As Magic as the Smell of Baby Shampoo: Third Baby Perspective


I've never enjoyed a baby so much.

With AP, we struggled with the reality of unexpected parenthood and carelessly thwarted plans until the moment we held her in our arms. My anxiety became really difficult to manage and we were trying to learn to be a husband and wife in the middle of learning to be a papa and a momma. I fretted about schedules even though she slept beautifully and I tried to determine what her cries meant even though she rarely cried. I imposed dumb rules on myself- like not doing anything else while I nursed her. Partly, I think, because I was ashamed by my reaction to the pregnancy and wanted to bond with her so badly. And partly because I was, every day, trying so hard to prove my worth as a mother. To the world, to Peyton, and to myself.

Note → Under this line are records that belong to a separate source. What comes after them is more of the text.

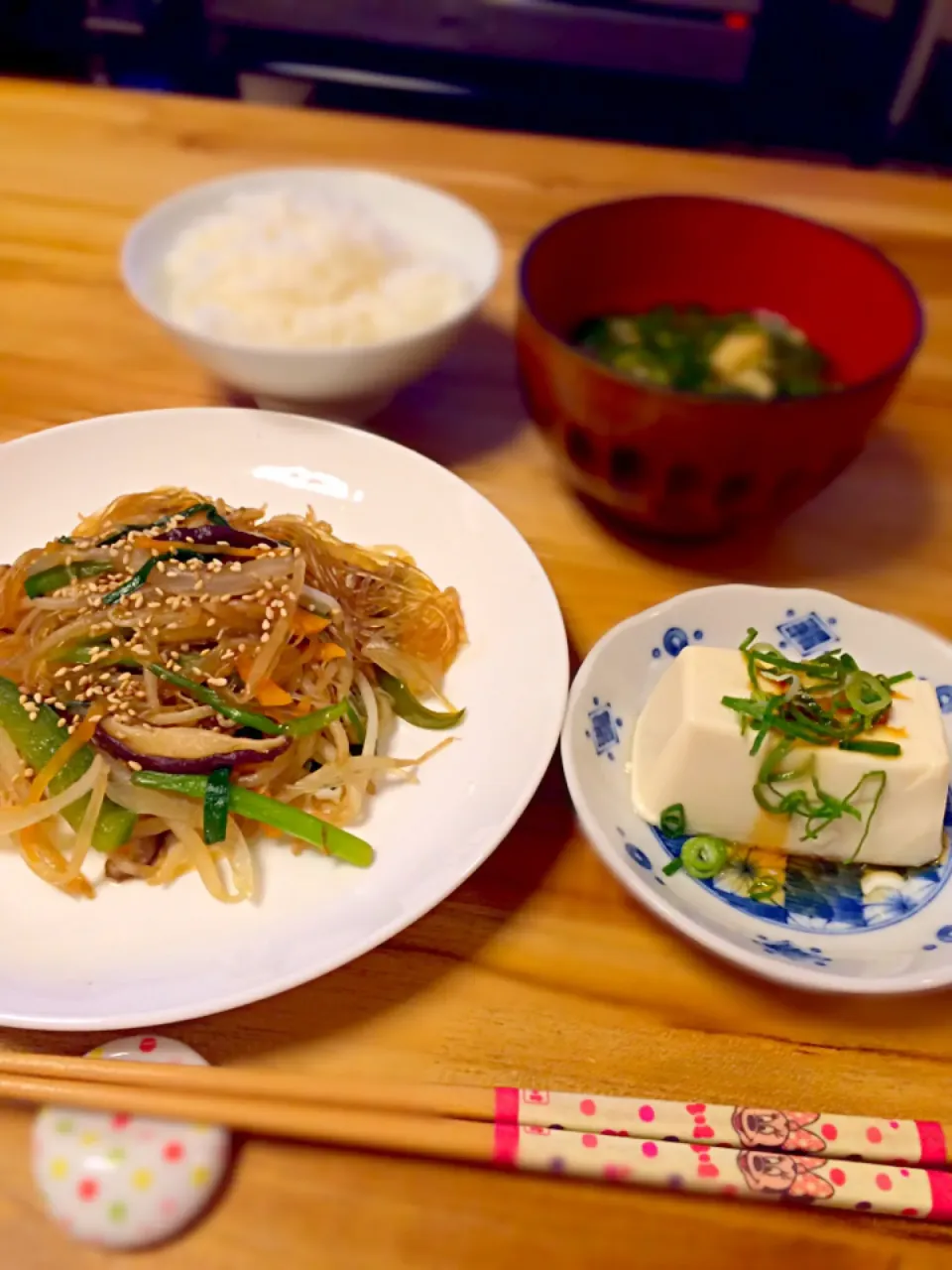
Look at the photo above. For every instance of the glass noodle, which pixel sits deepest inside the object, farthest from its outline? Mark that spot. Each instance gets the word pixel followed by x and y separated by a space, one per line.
pixel 172 635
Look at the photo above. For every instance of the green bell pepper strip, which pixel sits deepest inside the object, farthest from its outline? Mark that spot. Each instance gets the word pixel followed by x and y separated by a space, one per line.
pixel 356 720
pixel 246 717
pixel 49 580
pixel 208 508
pixel 141 575
pixel 37 740
pixel 293 821
pixel 407 705
pixel 216 806
pixel 316 721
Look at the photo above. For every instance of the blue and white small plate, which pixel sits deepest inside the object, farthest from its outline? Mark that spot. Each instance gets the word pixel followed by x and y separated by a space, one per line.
pixel 830 928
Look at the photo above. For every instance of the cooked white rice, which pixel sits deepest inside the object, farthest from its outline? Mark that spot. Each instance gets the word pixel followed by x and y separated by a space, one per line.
pixel 273 268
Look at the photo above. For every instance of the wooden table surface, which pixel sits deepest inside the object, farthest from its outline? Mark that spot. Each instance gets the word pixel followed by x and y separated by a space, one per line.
pixel 539 970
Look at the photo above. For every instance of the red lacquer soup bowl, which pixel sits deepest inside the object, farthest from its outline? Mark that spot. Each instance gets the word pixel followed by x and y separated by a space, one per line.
pixel 682 463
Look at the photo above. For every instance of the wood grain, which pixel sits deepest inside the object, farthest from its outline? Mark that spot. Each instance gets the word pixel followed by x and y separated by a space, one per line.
pixel 539 970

With Graves, while he was very planned, two kids was a hard transition and I struggled to learn his ways and bond with him initially. It was a full year of survival mode. I spent a lot of time exhausted, anxious, and paranoid everyone was judging what were my very best efforts. And I wasn't honest about it with myself or anyone else.

This time I've worked incredibly hard to be honest with myself and with P. I've tried to be transparent in all the spaces it helps me to be so. I've realized it's an extremely worthwhile use of my limited energy to process all of this in real time instead of down the road.

And I'm in my early 30s instead of my mid 20s. I know the hard times (and good times) are just a blip in the span of a lifetime with our Sarah Lamar. If she's asleep, she's asleep. If she's awake, she's awake (and typically in one of our arms- I ain't worried about Babes getting spoiled). And if she's crying, I almost always nurse her. The time when the solution to life's problems is that easy is unbelievably short. I'm able to be present in organic, non artificial ways. My lifestyle is much more simplistic, my anxiety is better managed, I more often notice ordinary wonders all around me, and I know where my worth lies (and it's not in how well I mother them, as important a vocation as it is).

Those things are about as magic as the baby shampoo I'll be in the corner sniffing for the next thirty years.